I will fail. But I will not stop trying. I won’t always fail, and I won’t always succeed, but I will accept this, and I will admit this. I will ask them to forgive me when I miss it, and go overboard. Or under-board. I will respond when they request my attention. I will give them responsibilities and I will expect things of them. I will try to make my expectations clear and easy to understand.
They will fail. But I will not stop encouraging them to try. And I will not stop expecting things of them. I also will not brow-beat them for the failures. I will correct them, as gently as possible, and we will move on, and I will praise the successes.
We will pray. We will pray that the days lessons be taken to heart and that the Word of God will take root. We will pray that they understand the calling on their lives to serve God, and that they will live into it from a very early age. We will pray for wisdom and understanding.

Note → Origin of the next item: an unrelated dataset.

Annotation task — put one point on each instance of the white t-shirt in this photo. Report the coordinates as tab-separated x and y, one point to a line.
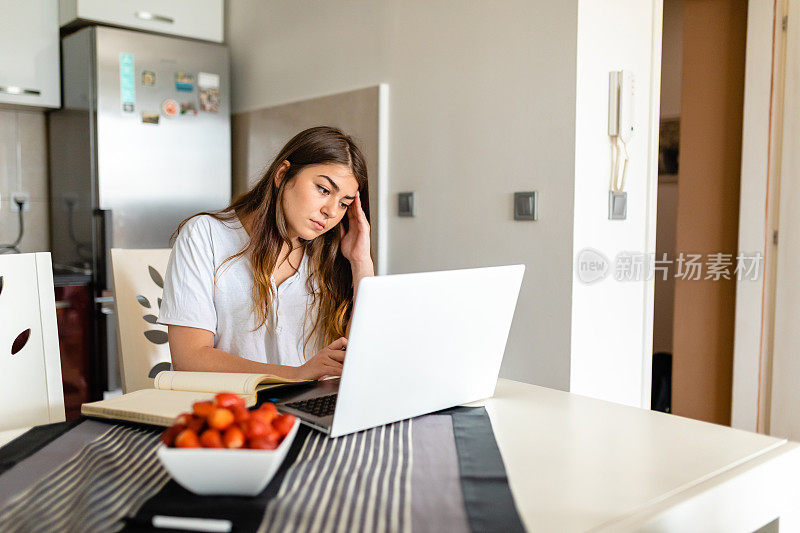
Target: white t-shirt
192	298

And again, I will point out that we will fail. We won’t get it right every day or every time. But we won’t stop trying, because raising men that chase after the heart of God and live into what He has to offer is something I am passionate about.
Joshua 24:15 (King James Version)
And if it seem evil unto you to serve the LORD, choose you this day whom ye will serve; whether the gods which your fathers served that were on the other side of the flood, or the gods of the Amorites, in whose land ye dwell: but as for me and my house, we will serve the LORD.